By Jim Ellis
March 10, 2017 — The 2018 Florida Senate race is already creating news. Sen. Bill Nelson (D) has repeatedly said he will seek re-election to a fourth term even though he had been rumored as a retirement candidate.
The senator will turn 76 years of age before the next election and completing 30 years of congressional service at that time has led some to believe he might call it a career in 2018. His public comments about seeking re-election are unequivocal, however.
Simultaneously, Gov. Rick Scott (R), ineligible to seek a third term, has publicly discussed challenging Nelson. Now, two contemporary polls testing the hypothetical race were just released, and the early numbers are suggesting a typically close Florida result.
The University of Northern Florida ran a somewhat flawed poll during February (Feb. 16-26; 973 “completed surveys”), over a long 11-day sampling period but featuring a large respondent pool. Referring to them in terms of “completed surveys” tells us little about the group composition, however. Thus, we cannot clearly determine whether those queried are even registered voters, let alone likely participants in a midterm election.
Professional pollster Mason-Dixon Polling & Research also surveyed the Nelson-Scott proposed Senate campaign. They did so over the March 2-3 period questioning 625 Florida registered voters.
Though their methodologies are different, the two polls seem to arrive at the same conclusion: that Sen. Nelson holds a small but discernible lead over Gov. Scott, and that the probability of the two fighting a close battle is quite high.
UNF finds Sen. Nelson leading 44-38 percent, while the Mason-Dixon ballot test quantifies his edge at five points, 46-41 percent.
The Mason-Dixon study gives both men favorable, or slightly favorable, ratings: Nelson, 42:25 percent and Scott, 41:38 percent. Though the senator’s ratio is substantially better, Gov. Scott has long been plagued with a poor favorability index, and this test actually shows him in better standing than at most other times during his tenure.
Gov. Scott does best in North Florida, leading Sen. Nelson, 56-34 percent. Not surprisingly, the Democrat’s advantage in the southeastern sector is a whopping 60-24 percent. The partisan breakdown is similar for both men. Among Democrats, Sen. Nelson’s loyalty factor is 81-10 percent, while Gov. Scott registers 77-9 percent preference among Republicans.
Florida is often viewed as the nation’s quintessential swing state, with close races being closer to normal than ones decided by wide margins.
The voter registration figures give us a clue as to why the Sunshine State is often a heated battleground. From almost 13 million registered voters, Democrats claim 37.8 percent of the electorate and Republicans’ 35.3 percent, with 24.1 percent choosing the non-affiliated option.

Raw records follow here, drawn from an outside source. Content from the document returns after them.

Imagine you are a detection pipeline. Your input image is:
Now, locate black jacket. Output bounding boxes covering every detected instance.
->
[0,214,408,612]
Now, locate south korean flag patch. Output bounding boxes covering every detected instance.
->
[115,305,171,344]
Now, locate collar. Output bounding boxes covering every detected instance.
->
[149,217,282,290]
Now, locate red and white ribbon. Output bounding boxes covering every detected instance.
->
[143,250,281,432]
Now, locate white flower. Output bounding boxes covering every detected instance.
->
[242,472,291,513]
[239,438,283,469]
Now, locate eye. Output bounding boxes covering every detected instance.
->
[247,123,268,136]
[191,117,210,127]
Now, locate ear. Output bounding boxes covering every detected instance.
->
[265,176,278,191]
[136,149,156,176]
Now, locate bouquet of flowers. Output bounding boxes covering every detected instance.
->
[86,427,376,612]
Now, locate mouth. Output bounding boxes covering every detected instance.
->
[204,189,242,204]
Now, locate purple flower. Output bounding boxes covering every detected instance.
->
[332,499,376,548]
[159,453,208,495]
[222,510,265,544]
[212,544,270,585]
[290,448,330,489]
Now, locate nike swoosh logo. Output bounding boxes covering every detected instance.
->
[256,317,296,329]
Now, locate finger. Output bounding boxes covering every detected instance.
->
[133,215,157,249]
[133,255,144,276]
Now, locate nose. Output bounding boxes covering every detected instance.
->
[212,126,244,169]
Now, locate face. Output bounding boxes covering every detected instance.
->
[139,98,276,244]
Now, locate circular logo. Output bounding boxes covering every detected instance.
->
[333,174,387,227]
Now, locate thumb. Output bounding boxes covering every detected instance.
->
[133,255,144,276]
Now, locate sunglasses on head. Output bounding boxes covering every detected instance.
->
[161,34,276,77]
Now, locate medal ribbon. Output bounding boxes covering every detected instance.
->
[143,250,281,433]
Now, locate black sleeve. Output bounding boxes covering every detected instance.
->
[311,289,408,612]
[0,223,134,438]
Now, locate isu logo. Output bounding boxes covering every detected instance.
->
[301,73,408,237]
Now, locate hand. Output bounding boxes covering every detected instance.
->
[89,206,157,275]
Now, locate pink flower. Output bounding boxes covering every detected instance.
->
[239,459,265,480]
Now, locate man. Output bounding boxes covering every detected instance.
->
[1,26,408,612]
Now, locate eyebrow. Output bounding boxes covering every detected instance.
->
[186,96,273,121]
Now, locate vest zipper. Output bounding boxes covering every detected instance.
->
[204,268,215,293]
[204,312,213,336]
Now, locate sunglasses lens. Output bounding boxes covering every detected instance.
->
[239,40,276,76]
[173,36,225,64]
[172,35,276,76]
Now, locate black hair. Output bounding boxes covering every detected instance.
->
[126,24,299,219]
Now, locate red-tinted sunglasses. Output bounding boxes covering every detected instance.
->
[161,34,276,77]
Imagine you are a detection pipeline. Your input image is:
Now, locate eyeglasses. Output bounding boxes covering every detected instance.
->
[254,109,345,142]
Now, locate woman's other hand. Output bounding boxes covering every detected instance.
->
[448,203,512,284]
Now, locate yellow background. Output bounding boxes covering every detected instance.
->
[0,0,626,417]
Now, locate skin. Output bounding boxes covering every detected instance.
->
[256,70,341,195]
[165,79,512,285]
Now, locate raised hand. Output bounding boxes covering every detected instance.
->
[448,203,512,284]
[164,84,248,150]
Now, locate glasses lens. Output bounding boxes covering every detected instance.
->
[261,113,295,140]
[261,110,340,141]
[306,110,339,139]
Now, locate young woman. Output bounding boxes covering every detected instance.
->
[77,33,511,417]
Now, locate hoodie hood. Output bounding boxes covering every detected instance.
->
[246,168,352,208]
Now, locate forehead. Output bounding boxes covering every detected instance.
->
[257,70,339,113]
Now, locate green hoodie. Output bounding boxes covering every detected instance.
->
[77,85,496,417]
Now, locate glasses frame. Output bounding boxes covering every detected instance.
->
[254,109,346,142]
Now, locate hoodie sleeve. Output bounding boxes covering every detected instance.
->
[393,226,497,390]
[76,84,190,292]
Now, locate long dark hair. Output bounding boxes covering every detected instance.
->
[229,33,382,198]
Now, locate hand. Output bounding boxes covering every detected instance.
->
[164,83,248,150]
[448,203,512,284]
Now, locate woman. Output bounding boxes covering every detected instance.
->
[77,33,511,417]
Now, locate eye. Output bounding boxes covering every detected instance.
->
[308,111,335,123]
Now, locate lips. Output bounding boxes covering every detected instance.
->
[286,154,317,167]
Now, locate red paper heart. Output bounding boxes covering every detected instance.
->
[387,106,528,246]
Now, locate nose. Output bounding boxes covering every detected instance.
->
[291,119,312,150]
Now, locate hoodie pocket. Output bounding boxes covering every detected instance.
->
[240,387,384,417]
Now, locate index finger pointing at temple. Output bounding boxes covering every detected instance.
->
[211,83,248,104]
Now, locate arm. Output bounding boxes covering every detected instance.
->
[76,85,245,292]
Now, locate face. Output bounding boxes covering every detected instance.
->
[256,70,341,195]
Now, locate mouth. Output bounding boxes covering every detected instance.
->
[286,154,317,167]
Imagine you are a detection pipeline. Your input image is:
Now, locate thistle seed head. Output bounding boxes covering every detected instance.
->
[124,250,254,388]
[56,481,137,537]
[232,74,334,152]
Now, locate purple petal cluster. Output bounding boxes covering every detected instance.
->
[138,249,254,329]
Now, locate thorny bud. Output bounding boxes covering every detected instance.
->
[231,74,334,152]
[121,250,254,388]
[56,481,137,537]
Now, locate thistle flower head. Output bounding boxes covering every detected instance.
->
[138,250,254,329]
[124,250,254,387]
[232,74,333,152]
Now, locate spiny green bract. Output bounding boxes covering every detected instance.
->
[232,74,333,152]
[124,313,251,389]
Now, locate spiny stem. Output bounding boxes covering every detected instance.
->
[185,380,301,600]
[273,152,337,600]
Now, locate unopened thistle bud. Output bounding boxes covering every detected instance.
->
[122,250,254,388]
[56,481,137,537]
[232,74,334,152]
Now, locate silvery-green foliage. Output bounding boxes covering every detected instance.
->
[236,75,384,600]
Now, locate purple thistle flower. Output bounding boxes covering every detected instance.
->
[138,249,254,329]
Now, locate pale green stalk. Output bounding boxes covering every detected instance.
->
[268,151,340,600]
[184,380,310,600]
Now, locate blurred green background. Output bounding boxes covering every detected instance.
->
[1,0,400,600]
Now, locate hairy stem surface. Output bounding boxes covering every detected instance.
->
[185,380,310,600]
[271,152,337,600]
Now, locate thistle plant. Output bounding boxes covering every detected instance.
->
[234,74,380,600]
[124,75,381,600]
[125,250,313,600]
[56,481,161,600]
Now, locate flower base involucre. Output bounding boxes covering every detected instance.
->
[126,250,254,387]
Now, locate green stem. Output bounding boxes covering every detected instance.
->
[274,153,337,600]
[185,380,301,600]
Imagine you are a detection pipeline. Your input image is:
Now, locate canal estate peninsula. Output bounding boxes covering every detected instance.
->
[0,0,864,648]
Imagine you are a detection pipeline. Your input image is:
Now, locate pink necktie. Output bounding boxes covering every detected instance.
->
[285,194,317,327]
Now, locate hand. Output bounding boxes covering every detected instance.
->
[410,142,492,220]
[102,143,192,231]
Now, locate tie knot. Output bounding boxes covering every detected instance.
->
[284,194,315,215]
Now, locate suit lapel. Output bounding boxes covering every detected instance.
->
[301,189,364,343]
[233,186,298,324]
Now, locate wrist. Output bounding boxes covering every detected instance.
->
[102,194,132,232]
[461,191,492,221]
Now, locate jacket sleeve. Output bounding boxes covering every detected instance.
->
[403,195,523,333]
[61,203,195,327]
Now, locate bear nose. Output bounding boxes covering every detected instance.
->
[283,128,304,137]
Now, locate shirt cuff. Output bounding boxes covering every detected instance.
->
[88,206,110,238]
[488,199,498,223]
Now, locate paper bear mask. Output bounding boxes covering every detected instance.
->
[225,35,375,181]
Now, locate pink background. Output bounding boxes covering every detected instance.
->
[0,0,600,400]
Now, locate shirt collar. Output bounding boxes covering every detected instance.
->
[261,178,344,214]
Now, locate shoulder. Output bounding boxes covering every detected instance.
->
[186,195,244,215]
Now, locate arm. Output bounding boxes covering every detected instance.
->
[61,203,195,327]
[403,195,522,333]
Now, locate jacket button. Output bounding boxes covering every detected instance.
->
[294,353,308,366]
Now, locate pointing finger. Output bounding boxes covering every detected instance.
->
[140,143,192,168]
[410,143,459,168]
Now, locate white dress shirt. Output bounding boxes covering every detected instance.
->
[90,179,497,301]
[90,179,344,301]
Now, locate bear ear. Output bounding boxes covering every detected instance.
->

After the famously close 2000 presidential race (decided by only 537 votes statewide) that awarded the presidency to George W. Bush, five additional statewide contests have ended with only one percentage point separating two candidates.
The last two presidential contests fall into this category. In 2012, President Obama slipped past Mitt Romney, 50-49 percent, while President Trump bested Hillary Clinton by a similar 49-48 percent margin last November.
Sen. Nelson has not experienced close Senate re-election contests, winning 55-42 percent in 2012, and 60-38 percent six years earlier.
Gov. Scott, on the other hand, has been a participant in two dead-heat campaigns, winning 49-48 percent in 2010 over then State CFO Alex Sink (D), and again in 2014 when he defeated former Gov. Charlie Crist (D), 48-47 percent. Both times, Scott was rated as a heavy underdog, so his potential as a challenger to Sen. Nelson cannot be taken lightly.